Samsung-Seagate Deal Typifies Hard Drive Supplier Consolidation
Supply chain consolidation could have a stabilizing effect on hard-disk drive pricing, NPD analyst Stephen Baker told us Tuesday, following storage company Seagate’s announcement early Tuesday that Samsung was buying 9.6 percent of the company. “The HDD market requires economies of scale and this segment has been consolidating for a few years,” Baker said. The Samsung-Seagate agreement followed by a month Western Digital’s announcement that it’s buying Hitachi Global Storage Technologies for $4.3 billion.
The Samsung-Seagate agreement includes a 50-50 stock-cash deal valued at $1.375 billion. Under the definitive agreement, Samsung will combine its HDD operations into Seagate; the companies will extend their existing patent cross-license agreement; Samsung will provide semiconductors to Seagate for use in Seagate’s enterprise solid-state drives (SSDs), hybrid drives and other products; and the companies will co-develop enterprise storage solutions.

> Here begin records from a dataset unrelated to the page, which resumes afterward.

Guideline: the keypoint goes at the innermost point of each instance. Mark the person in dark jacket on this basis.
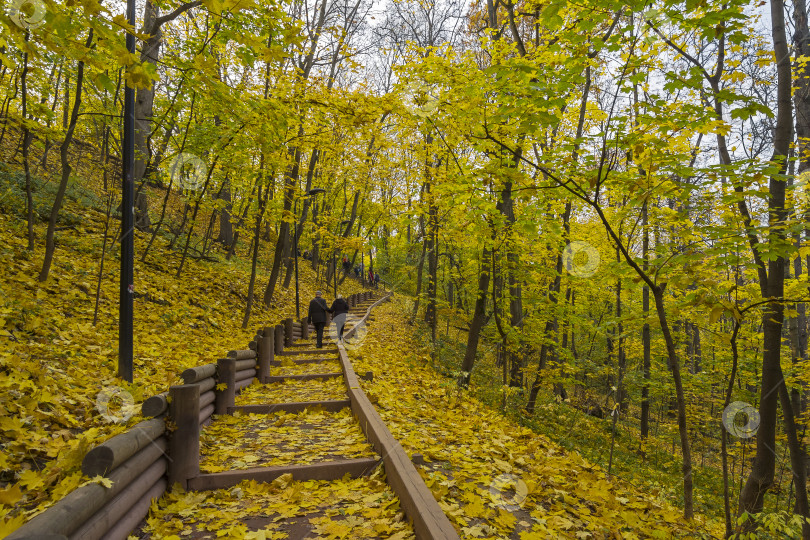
(339, 310)
(317, 316)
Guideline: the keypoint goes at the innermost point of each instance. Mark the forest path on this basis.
(294, 460)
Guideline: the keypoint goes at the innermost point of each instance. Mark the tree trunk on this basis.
(290, 184)
(478, 321)
(27, 136)
(225, 226)
(646, 338)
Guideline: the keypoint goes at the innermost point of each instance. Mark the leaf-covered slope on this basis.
(494, 478)
(57, 370)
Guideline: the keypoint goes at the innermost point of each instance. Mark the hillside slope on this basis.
(59, 394)
(494, 478)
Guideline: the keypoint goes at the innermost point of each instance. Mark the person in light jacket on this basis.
(317, 316)
(339, 310)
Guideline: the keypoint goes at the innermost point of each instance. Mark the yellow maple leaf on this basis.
(10, 496)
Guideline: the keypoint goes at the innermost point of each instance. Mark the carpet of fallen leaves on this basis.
(494, 478)
(292, 391)
(349, 508)
(56, 367)
(243, 441)
(288, 367)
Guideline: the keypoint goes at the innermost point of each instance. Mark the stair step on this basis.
(325, 470)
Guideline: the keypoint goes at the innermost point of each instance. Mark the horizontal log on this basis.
(155, 405)
(244, 364)
(207, 398)
(325, 470)
(245, 374)
(107, 517)
(308, 377)
(311, 350)
(242, 355)
(206, 412)
(136, 514)
(333, 405)
(73, 510)
(303, 361)
(104, 458)
(46, 537)
(207, 384)
(244, 383)
(159, 404)
(192, 375)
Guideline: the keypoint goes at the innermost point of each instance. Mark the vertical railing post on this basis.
(266, 353)
(278, 332)
(288, 330)
(226, 375)
(184, 442)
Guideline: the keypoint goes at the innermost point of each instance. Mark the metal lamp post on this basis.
(310, 193)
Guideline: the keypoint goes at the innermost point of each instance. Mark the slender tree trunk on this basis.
(256, 238)
(645, 331)
(284, 228)
(27, 136)
(50, 245)
(478, 321)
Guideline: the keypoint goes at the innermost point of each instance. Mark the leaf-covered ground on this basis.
(243, 441)
(292, 391)
(59, 394)
(359, 508)
(494, 478)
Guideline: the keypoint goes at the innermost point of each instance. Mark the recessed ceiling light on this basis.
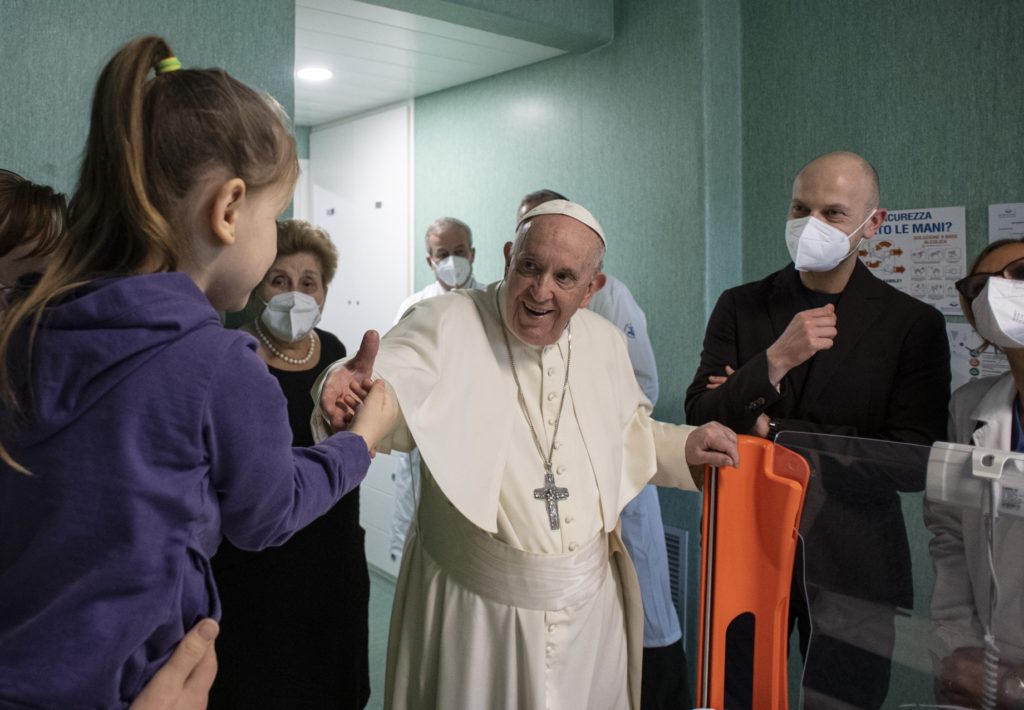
(314, 74)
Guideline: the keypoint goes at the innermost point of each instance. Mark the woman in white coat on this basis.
(986, 413)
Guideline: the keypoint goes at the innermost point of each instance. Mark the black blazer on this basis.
(887, 377)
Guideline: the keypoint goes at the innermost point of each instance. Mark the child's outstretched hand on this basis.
(375, 416)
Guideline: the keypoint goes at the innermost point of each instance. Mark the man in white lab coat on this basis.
(450, 255)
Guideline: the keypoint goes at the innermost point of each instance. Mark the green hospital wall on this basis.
(52, 51)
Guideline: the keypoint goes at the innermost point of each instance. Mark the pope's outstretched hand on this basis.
(712, 444)
(346, 386)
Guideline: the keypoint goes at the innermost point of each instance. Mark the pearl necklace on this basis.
(281, 356)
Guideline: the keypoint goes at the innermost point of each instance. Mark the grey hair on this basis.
(443, 224)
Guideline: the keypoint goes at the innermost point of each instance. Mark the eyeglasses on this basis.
(971, 286)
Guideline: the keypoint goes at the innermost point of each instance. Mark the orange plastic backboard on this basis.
(751, 520)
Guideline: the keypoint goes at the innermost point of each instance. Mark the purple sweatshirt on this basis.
(154, 432)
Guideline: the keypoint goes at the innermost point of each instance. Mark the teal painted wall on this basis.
(51, 52)
(302, 140)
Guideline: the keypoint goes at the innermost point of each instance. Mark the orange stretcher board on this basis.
(750, 527)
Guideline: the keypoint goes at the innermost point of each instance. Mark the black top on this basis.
(294, 631)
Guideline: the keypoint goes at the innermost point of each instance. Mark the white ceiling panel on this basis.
(381, 56)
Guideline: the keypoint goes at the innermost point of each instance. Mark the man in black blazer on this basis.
(823, 346)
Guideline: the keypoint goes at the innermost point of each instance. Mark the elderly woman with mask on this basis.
(967, 616)
(294, 627)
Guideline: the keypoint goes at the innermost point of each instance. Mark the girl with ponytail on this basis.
(135, 431)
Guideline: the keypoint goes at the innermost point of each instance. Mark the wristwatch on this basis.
(1012, 690)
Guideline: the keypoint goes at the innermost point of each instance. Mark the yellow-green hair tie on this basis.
(171, 64)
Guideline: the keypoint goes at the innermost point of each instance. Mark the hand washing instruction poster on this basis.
(967, 362)
(922, 252)
(1006, 221)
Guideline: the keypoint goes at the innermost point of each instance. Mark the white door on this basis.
(359, 173)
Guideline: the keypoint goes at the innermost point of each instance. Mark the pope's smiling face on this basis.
(550, 272)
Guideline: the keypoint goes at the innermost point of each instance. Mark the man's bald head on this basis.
(846, 170)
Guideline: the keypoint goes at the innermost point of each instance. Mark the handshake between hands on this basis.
(352, 401)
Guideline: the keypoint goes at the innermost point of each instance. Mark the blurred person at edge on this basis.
(33, 218)
(985, 412)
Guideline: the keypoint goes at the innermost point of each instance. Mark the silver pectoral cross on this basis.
(551, 494)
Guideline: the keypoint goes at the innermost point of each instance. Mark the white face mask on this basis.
(291, 316)
(815, 246)
(998, 312)
(454, 272)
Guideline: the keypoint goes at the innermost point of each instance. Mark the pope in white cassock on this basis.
(514, 589)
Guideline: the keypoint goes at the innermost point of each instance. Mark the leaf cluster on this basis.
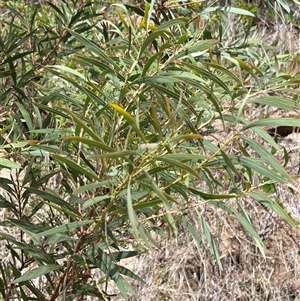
(117, 129)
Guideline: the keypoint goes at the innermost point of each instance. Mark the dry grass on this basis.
(183, 270)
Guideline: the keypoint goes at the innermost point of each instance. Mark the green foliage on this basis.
(112, 129)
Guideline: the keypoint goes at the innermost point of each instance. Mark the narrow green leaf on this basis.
(26, 116)
(9, 164)
(94, 201)
(75, 167)
(93, 47)
(274, 207)
(63, 228)
(175, 163)
(129, 119)
(274, 122)
(267, 156)
(93, 143)
(284, 103)
(210, 239)
(37, 272)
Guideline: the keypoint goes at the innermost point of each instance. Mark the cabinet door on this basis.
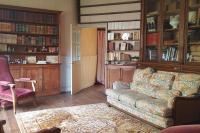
(51, 80)
(127, 74)
(112, 74)
(35, 74)
(16, 72)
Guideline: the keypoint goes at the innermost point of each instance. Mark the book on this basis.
(153, 39)
(52, 59)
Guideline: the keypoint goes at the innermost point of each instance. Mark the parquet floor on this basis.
(94, 94)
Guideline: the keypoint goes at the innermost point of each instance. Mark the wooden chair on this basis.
(2, 122)
(8, 92)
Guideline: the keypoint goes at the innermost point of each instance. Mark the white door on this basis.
(76, 65)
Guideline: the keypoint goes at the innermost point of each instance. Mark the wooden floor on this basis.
(90, 95)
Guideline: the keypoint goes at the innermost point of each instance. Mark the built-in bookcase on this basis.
(29, 35)
(171, 32)
(193, 32)
(163, 30)
(123, 43)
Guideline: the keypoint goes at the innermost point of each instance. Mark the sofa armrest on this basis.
(186, 110)
(121, 85)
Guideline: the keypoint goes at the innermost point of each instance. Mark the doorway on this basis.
(87, 58)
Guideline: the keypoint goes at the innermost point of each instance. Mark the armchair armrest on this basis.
(27, 80)
(187, 110)
(2, 122)
(6, 83)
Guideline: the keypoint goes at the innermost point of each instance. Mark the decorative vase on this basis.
(174, 21)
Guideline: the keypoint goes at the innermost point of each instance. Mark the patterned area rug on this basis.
(93, 118)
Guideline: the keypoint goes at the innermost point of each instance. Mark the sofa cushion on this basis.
(142, 75)
(154, 106)
(166, 72)
(163, 80)
(188, 84)
(116, 93)
(144, 88)
(121, 85)
(167, 95)
(130, 98)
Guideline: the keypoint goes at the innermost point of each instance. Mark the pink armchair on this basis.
(8, 92)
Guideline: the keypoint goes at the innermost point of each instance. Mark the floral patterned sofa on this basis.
(161, 98)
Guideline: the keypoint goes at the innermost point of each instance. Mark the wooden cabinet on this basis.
(29, 35)
(118, 73)
(47, 77)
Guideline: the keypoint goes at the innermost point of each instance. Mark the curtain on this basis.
(100, 55)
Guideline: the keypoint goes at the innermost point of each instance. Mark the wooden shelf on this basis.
(123, 40)
(194, 6)
(171, 30)
(172, 12)
(152, 45)
(150, 14)
(27, 53)
(23, 22)
(150, 32)
(123, 50)
(171, 43)
(194, 27)
(122, 29)
(30, 34)
(31, 45)
(194, 43)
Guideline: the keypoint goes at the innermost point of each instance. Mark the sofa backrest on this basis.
(149, 82)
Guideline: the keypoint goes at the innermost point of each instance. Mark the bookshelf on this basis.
(26, 33)
(30, 39)
(123, 42)
(171, 30)
(163, 32)
(193, 32)
(152, 33)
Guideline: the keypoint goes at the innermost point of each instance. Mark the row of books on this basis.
(135, 35)
(14, 49)
(22, 16)
(123, 46)
(151, 54)
(49, 59)
(170, 54)
(194, 55)
(124, 25)
(117, 56)
(151, 24)
(8, 38)
(28, 40)
(28, 28)
(40, 40)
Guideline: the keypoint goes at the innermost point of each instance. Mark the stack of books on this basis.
(170, 54)
(28, 28)
(22, 16)
(195, 53)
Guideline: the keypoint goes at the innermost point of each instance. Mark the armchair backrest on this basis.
(5, 74)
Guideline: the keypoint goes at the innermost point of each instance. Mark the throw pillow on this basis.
(121, 85)
(162, 80)
(143, 75)
(188, 84)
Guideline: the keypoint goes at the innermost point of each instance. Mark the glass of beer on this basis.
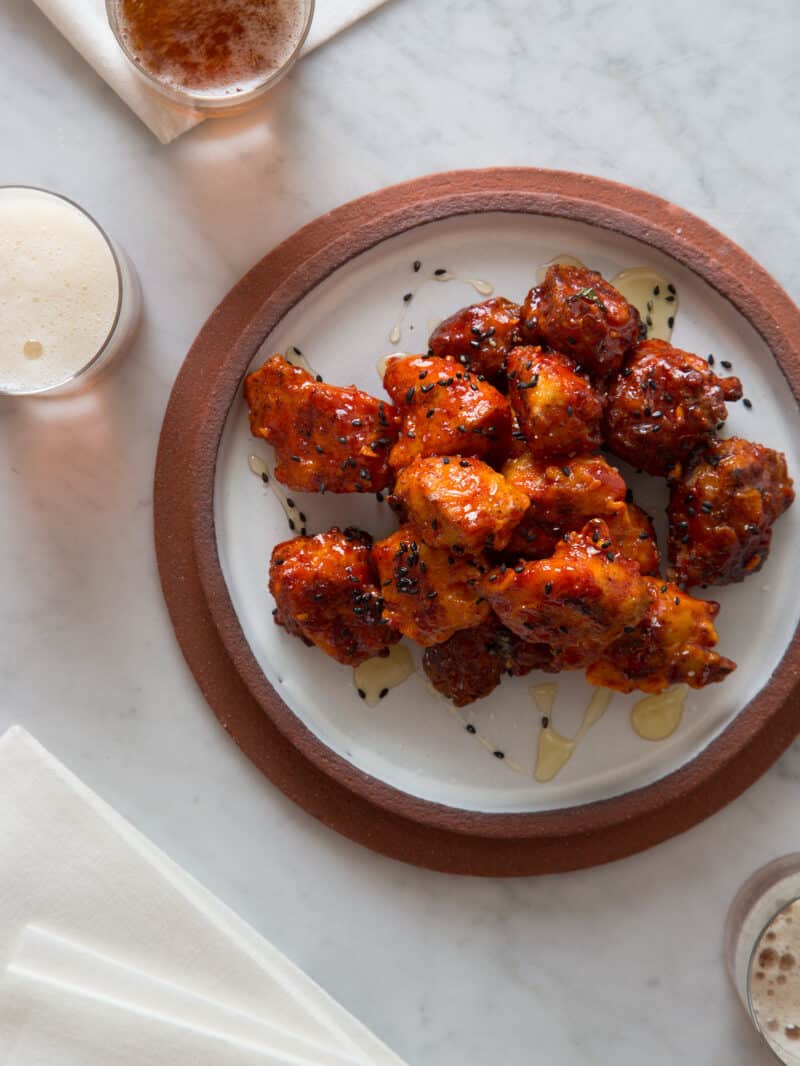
(762, 949)
(69, 297)
(214, 57)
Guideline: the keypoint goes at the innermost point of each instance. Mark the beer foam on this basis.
(220, 47)
(59, 290)
(774, 983)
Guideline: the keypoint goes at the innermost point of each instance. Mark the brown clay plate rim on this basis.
(346, 798)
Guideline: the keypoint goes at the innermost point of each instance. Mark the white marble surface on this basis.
(696, 101)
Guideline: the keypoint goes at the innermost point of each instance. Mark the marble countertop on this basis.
(698, 102)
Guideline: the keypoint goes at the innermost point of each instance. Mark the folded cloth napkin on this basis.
(76, 868)
(44, 962)
(56, 1030)
(84, 25)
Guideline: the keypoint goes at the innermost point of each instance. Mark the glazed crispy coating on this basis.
(671, 644)
(429, 593)
(578, 601)
(634, 536)
(662, 405)
(325, 438)
(472, 663)
(445, 410)
(459, 502)
(577, 312)
(722, 510)
(326, 593)
(479, 337)
(563, 498)
(557, 408)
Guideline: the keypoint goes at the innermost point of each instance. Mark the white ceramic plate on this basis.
(414, 740)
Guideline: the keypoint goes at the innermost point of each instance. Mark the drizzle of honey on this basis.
(653, 296)
(560, 260)
(555, 750)
(294, 516)
(377, 677)
(658, 716)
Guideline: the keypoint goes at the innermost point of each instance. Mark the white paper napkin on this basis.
(45, 963)
(72, 865)
(84, 25)
(57, 1030)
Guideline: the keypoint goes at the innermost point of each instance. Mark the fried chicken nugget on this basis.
(446, 410)
(429, 593)
(458, 502)
(326, 593)
(671, 644)
(326, 438)
(578, 601)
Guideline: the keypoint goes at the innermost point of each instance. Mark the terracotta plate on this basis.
(408, 778)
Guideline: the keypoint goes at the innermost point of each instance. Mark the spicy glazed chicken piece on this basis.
(458, 502)
(445, 410)
(472, 663)
(577, 312)
(722, 510)
(325, 438)
(563, 497)
(429, 593)
(662, 405)
(634, 536)
(479, 336)
(671, 644)
(578, 601)
(326, 593)
(557, 408)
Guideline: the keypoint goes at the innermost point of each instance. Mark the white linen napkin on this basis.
(84, 25)
(44, 962)
(75, 867)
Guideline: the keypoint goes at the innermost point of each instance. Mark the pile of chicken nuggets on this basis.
(520, 546)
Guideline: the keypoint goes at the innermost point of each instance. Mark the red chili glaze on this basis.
(326, 593)
(326, 438)
(722, 510)
(578, 312)
(479, 336)
(662, 405)
(446, 410)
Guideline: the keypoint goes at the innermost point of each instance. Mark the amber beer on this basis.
(217, 52)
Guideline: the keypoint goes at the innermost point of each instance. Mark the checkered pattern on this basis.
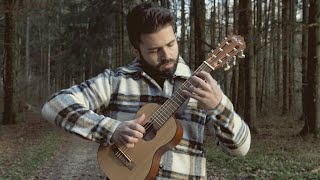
(94, 109)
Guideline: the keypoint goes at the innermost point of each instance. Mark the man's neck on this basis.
(152, 73)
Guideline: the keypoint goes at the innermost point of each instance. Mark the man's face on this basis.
(160, 50)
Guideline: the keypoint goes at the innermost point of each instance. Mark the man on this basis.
(151, 78)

Baker said the deal is likely to have little impact on the CE business, except that stabilizing prices for hard disk drives will mean they “won’t decline as fast.” Seagate benefits in getting a stable and secure source for NAND flash memory as that market grows, Baker said. Flash memory is an “increasingly important component to HDDs in hybrid form, and pure SSD drives are an important growth area as well,” he said.
In response to an analyst’s question during a webcast Tuesday about possible regulatory concerns over pending transactions among the top storage suppliers, Seagate CEO Steve Luczo said the company saw no issues ahead and will be working with regulatory agencies to get the transaction approved. Regarding consolidation, Luczo said the consolidation was a reflection of companies creating business models that can fund technology going forward. “The demand for storage is accelerating,” he said. Petabyte growth has been strong over the last 6-8 quarters even in a “lackluster” economy, he said. In order to address the growth, “a lot more investment has to go into the fundamental technology to accelerate aerial density,” he said, and that brings capital costs. Consolidation, he said, allows companies “to make investments in capital and technology to continue to provide these devices that are in such huge demand.”
Storage demand is accelerating as a result of “viewing devices that are putting very rich content in front of people,” Luczo said. High-density content requires mass storage on rotating disk drives because of the cost and density of the technology, he said. “Even though the end viewing device may or may not have a disk drive in it, everything that’s up and down the food chain to pump it through that little viewable window needs to be stored on a rotating disc somewhere,” he said.
For the third quarter ended April 1, Seagate reported net income of $93 million, down from $518 million, in fiscal Q3 2010. Revenue dropped from $3.05 billion in Q3 2010 to $2.7 billion, the company said.